Her own face heated up as the subject of finding him attractive was now firmly inserted into the small space between their bodies. Even though he’d said it was a general thing. It was to help make him attractive, not because you found him attractive already.

‘It doesn’t matter. But … not the colour of bluebells.’ He gave a shrug and stepped back, shoving his hands in his pockets. She cringed internally, remembering when she’d made the comparison inside the cave. Your eyes are like bluebells, your magic is so impressive, I’m going to follow you around Biddicote like a puppy unless you hit me on the nose with a rolled-up newspaper and send me away.

An awkward silence stretched out, as though they were in their little bubble under the umbrella still and all the people passing them by were drops of rain separated from them by the magic.

‘So. Feeling better?’ Harry asked with a rueful smile as though he could tell he’d knocked her for another loop.

‘Er … yes. Thank you.’ She nodded, even though it wasn’t true. They had other things to worry about.

‘Right, so. I have the tickets, but all the car-rental places nearby don’t have anything available until tomorrow at the earliest. There is one on the industrial estate outside of the city, but I actually have friends who live here, and I thought I might ask them if we could borrow theirs instead.’

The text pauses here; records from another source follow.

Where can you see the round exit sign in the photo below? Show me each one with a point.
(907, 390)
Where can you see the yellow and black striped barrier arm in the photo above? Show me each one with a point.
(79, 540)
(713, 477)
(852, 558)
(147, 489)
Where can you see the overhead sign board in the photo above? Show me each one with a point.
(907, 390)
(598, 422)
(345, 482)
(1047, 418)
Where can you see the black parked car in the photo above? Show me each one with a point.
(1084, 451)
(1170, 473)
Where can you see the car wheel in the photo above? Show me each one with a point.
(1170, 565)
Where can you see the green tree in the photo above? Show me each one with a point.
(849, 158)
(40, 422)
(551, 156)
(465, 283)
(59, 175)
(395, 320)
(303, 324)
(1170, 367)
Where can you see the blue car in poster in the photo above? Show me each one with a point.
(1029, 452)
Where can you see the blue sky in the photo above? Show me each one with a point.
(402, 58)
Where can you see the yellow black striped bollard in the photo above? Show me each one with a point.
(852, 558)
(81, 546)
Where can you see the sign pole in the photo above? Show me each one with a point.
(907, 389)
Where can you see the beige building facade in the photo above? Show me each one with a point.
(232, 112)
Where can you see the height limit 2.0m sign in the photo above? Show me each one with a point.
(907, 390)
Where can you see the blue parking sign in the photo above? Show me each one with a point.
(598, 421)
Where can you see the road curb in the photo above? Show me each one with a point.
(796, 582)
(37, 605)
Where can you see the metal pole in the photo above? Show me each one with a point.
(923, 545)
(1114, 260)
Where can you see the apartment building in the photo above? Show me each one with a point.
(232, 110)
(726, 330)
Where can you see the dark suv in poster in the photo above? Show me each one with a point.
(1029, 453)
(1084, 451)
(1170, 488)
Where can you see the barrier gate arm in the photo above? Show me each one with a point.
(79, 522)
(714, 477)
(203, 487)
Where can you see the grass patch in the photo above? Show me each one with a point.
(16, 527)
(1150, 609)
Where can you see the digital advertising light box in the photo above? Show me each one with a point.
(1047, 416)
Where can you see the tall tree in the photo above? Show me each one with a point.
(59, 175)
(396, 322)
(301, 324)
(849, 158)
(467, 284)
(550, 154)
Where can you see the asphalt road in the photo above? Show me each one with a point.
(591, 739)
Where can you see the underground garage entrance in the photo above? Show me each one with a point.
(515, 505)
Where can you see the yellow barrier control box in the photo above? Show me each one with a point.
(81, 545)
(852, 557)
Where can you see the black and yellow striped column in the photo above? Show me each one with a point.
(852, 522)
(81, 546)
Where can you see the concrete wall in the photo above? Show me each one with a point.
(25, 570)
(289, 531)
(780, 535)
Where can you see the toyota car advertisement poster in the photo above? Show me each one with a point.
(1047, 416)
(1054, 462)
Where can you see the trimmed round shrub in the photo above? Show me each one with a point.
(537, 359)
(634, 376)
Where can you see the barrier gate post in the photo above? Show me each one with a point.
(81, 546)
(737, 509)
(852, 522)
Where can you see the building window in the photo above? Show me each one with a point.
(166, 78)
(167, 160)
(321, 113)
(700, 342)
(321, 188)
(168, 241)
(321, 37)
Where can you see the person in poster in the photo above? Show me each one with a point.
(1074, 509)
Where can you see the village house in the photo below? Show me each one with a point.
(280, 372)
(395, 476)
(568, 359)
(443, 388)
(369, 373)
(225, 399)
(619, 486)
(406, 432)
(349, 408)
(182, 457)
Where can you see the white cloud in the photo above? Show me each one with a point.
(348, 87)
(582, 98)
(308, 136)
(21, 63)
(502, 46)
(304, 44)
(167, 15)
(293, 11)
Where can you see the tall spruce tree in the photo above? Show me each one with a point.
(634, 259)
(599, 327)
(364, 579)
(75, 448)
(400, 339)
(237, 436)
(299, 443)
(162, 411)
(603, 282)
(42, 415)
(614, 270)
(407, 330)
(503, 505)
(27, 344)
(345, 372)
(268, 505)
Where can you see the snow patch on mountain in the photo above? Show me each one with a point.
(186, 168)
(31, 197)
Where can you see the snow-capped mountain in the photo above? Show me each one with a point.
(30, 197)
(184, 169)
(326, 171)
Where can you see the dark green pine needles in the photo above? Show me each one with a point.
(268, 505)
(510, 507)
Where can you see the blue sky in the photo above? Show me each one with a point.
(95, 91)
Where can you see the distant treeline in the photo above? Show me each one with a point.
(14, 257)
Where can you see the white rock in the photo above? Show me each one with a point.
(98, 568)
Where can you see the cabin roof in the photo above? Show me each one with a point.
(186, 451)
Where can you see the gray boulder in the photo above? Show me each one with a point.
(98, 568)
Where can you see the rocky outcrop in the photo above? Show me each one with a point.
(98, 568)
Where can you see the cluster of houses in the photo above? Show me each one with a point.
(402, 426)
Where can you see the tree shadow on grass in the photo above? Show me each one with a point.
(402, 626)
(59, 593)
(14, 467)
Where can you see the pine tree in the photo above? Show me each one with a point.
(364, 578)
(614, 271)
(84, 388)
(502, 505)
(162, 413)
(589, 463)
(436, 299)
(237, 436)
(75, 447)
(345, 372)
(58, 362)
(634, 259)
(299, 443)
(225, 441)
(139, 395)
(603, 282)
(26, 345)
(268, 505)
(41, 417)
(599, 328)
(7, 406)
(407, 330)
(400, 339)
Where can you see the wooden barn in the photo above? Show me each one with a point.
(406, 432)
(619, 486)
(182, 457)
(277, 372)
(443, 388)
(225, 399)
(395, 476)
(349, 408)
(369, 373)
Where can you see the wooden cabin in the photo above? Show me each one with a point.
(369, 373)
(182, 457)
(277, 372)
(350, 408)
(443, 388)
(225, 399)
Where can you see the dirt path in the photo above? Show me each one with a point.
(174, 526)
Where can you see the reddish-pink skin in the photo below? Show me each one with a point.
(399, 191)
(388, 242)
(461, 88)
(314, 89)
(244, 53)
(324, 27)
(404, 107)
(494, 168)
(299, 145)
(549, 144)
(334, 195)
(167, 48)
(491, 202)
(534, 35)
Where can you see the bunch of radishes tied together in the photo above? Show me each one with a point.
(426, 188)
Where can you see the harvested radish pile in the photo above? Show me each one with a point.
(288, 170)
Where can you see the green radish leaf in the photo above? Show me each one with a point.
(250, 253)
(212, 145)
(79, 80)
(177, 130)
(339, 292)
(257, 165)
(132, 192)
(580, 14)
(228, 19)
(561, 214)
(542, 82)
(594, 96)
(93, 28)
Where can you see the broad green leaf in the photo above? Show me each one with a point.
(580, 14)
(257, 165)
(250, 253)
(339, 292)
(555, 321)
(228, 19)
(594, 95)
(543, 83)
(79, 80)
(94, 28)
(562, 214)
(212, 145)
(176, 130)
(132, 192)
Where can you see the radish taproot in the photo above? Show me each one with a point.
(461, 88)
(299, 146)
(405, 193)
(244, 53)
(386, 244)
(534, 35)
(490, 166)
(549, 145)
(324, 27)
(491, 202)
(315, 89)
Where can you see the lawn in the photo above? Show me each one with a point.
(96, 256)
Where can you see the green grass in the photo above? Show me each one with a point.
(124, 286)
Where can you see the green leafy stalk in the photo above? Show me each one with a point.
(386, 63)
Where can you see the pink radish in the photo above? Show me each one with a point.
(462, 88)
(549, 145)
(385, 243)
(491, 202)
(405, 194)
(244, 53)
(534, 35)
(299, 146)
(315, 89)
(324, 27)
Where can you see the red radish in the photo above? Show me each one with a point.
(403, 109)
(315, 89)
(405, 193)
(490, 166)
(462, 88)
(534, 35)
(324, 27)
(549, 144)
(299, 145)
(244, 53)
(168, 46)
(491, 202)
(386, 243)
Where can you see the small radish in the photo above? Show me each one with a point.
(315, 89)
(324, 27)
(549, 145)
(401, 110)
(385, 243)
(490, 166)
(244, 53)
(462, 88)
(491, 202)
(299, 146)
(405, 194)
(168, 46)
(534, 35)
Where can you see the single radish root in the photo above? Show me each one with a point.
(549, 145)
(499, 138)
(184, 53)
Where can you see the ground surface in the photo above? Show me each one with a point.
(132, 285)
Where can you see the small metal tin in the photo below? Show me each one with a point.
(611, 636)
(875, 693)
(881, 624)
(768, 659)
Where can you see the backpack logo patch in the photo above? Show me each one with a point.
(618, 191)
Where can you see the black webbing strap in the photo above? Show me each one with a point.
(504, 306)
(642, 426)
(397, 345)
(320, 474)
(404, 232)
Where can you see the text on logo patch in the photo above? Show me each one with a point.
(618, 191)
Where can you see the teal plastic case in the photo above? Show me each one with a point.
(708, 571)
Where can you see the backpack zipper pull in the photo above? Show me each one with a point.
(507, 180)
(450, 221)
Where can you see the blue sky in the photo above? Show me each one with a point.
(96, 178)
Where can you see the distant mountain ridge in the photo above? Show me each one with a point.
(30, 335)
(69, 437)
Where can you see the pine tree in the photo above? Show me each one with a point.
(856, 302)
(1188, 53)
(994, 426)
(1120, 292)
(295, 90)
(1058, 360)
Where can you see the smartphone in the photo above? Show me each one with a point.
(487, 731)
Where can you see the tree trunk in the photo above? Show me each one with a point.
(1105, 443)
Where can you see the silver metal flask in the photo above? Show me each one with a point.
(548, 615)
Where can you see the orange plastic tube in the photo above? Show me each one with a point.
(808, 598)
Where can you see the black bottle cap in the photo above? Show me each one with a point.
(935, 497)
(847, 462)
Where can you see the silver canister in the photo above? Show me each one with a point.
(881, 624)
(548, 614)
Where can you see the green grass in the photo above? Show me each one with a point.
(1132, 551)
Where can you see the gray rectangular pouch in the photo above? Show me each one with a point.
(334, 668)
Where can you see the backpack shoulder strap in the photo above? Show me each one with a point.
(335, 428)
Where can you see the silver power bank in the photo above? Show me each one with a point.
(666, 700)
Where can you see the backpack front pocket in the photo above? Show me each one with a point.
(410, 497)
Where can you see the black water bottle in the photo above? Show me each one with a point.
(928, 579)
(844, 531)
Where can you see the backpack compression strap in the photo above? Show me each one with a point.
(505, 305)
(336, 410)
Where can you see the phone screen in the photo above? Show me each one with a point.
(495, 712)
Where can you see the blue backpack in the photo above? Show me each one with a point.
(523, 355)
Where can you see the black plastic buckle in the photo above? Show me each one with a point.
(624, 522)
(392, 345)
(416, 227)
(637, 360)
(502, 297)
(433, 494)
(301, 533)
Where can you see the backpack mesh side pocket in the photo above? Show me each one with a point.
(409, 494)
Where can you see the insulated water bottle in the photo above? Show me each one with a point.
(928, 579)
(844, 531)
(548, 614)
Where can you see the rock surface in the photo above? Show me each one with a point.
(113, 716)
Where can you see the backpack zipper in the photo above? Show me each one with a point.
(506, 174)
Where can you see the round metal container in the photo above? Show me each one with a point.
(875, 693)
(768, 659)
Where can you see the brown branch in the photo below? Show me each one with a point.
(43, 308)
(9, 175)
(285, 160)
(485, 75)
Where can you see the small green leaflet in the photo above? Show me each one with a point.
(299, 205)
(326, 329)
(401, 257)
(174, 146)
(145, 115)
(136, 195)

Kay tightened the belt on her coat in lieu of pulling up her socks, because that’s what she needed to do. ‘You think they’d be OK with that? Would you be asking to drive it all the way back to England or leave it at the ferry port? Because we’ll need to drive when we get to Harwich too, won’t we?’

‘I don’t think they’ll mind if we borrow it for the whole journey. They hardly ever use the car. And if we swing by there and they can’t for some reason, we’ll be halfway towards the industrial estate anyway.’